Trois ans plus tard,
presque tout le monde a entendu Mononc' Serge louanger McDonald,
vilipender Charest et CHrétien ou se moquer sans retenue
de Jacques Villeneuve. Parions que plusieurs d'entre vous ont également
entonné dans une grâce jubilatoire le refrain de sa
première chanson consacrée à Céline
Dion : "D'la marde, c'est d'la marde!"
Treize tounes trash,
paru un peu plus tôt ce mois-ci, cofirme que Mononc' Serge
est frappé de cynisme congénital. On y constate avec
une joie non feinte - et presque coupable! - qu"il trinque
toujours au vitriol et qu'il continue à garrocher sur la
place publique des pensées que la plupart des gens mettent
dans un paquet-cadeau pour leur psychologue.
Cette fois, Mononc' s'attaque
entre autres à Bill et Monica et plonge tête première
dans la vulgarité en faisant le portrait de Simone, "une
grosse conne". Mais les trois chansons qui retiennent davantage
l'attention ce sont celles qui "vargent" sur l'industrie
du disque : Le Caniche (Luc Plamondon), La Fürher
(Véronique Cloutier) et Le Gala de l'Adisq.
"Je pense qu'il
y a beaucoup de gens qui se reconnaissent dans cette hostilité
vis-à-vis de cette culture ultra-commerciale, dit-il. Je
n'écoute jamais les radios commerciales, et pourtant, les
tounes gnan-gnan comme Le Temps des cathédrales,
je les connais toutes! Chaque fois que je fais l'épicerie,
ça me beugle dans les oreilles. Il y a des problèmes
beaucoup plus graves dans le monde, mais c'est fatiguant!"
Cas de conscience
Serge Robert assume parfaitement
les vulgarités et les excès de bile de Mononc' Serge.
Il faut avouer que son exutoire est ausssi le nôtre. ¨Ca
fait du bien de sacrer, de rire gras et d'entendre quelqu'un médire
au sujet d'une personne qu'on méprise secrètement.

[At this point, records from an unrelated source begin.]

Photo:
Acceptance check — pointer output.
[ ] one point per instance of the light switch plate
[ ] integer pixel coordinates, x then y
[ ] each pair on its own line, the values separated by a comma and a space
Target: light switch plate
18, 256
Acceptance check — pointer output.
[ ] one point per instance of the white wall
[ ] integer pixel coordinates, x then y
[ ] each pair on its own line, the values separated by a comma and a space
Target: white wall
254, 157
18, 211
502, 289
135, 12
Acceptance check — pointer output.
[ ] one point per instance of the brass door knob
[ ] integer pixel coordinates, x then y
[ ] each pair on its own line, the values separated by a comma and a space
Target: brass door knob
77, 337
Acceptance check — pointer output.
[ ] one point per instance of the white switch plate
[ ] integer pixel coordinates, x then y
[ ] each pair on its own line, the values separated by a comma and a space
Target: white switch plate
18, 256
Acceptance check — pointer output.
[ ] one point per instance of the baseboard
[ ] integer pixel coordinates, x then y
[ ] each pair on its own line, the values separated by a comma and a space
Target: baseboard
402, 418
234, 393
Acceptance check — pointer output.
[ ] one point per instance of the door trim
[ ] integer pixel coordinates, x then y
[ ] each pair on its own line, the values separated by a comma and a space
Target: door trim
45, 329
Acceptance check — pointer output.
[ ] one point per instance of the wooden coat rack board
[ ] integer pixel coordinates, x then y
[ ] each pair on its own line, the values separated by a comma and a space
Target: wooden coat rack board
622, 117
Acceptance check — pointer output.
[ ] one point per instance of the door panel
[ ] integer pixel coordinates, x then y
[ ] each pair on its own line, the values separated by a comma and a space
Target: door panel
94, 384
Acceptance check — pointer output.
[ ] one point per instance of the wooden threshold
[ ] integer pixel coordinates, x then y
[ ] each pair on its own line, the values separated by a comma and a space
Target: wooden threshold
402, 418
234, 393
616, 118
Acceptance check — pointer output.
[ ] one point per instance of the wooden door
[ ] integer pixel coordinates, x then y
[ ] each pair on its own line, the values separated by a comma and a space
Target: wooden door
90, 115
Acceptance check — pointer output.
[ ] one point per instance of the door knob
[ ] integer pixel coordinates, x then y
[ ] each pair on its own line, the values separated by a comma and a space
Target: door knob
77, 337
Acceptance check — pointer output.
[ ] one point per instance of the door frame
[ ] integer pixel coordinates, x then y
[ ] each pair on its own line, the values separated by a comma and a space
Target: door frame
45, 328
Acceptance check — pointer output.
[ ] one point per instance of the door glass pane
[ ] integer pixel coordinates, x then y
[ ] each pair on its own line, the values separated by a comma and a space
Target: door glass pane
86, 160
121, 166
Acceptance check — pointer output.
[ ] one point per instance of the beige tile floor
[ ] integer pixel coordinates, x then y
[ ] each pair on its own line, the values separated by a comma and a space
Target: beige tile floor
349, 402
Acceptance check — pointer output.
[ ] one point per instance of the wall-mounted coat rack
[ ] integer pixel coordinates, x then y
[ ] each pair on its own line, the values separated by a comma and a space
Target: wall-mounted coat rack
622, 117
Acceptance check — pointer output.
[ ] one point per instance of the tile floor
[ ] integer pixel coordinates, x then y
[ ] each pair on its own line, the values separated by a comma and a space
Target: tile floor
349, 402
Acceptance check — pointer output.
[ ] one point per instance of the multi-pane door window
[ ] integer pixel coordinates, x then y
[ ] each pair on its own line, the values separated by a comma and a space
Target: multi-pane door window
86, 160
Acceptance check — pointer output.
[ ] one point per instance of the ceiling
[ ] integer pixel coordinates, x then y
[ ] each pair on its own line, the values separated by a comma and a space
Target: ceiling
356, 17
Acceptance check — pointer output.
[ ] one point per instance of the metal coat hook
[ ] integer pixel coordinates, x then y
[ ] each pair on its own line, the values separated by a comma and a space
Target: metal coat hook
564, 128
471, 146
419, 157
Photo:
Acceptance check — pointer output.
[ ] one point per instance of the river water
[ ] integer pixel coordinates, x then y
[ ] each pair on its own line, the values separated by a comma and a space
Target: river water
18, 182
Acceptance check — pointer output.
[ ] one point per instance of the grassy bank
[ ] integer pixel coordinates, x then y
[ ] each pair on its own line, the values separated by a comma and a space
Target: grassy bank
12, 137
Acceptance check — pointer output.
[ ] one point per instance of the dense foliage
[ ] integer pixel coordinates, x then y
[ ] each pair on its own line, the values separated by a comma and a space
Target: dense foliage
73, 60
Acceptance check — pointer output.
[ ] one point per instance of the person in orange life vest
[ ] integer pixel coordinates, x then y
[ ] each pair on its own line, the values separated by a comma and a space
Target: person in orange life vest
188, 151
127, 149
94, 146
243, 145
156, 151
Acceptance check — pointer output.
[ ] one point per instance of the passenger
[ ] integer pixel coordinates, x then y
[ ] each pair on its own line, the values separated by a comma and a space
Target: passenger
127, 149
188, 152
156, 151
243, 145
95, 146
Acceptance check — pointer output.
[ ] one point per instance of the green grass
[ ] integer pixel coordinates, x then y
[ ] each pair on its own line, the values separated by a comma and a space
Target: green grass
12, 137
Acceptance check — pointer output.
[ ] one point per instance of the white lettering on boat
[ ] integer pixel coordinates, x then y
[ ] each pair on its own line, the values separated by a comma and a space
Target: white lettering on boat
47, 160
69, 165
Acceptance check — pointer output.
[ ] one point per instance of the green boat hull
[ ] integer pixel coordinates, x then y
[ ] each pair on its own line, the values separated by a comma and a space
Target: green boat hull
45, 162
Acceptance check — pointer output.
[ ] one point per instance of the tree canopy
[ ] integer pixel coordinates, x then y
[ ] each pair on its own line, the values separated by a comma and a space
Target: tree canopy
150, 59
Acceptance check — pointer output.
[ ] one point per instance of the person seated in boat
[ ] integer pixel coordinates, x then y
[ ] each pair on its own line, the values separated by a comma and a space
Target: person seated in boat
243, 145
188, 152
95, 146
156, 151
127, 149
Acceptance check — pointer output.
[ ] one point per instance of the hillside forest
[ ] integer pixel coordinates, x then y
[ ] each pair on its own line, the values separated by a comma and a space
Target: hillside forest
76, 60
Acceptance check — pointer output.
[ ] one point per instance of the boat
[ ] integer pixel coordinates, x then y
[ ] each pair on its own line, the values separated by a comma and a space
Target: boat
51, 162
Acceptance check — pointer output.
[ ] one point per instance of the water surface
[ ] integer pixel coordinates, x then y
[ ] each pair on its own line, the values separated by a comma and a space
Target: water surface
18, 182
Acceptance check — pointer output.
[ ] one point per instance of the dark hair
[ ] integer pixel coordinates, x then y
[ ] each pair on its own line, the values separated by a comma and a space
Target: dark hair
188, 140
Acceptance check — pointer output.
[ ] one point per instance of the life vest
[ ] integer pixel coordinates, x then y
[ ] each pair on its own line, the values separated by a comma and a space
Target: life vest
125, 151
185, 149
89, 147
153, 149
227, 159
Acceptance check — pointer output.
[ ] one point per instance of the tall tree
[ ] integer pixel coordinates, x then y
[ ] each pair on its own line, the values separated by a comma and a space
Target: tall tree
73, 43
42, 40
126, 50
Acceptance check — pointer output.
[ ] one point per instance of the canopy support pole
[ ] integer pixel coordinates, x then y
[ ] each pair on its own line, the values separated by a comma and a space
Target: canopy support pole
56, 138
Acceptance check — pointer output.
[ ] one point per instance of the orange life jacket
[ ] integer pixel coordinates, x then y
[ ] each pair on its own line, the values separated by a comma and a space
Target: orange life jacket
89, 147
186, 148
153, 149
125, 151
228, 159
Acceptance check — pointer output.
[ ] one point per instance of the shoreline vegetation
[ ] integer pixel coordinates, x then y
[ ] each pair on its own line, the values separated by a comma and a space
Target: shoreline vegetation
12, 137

Mais l'homme est un être moral. Inévitablement, notre
conscience joue au trouble-fête et on se demande alors s'il
n'y a pas une limite à toutes ces méchancetés
(presque) gratuites...
"Je ne ris pas de
n'importe quoi, j'ai des cibles privilégiées, se défend
le chanteur. C,est vrai que j'aime adopter un ton virulent dans
mes chansons... Est-ce qu'il y a une limite à ça ?
J'imagine que si j'en trace une, je vais être tellement tenté
de la dépasser qu'on ne peut pas vraiment parler de limites",
rigole-t-il.
Serge Robert n'a-t-il
jamais eu peur de se faire poursuivre? "J'imagine que même
s'ils en avaient envie, les gens dont je me moque ne le feraient
pas. Ça m'attirerait sûrement plus d'attention que
d'ennuis." Est-ce qu'il le cherche" Sincèrement?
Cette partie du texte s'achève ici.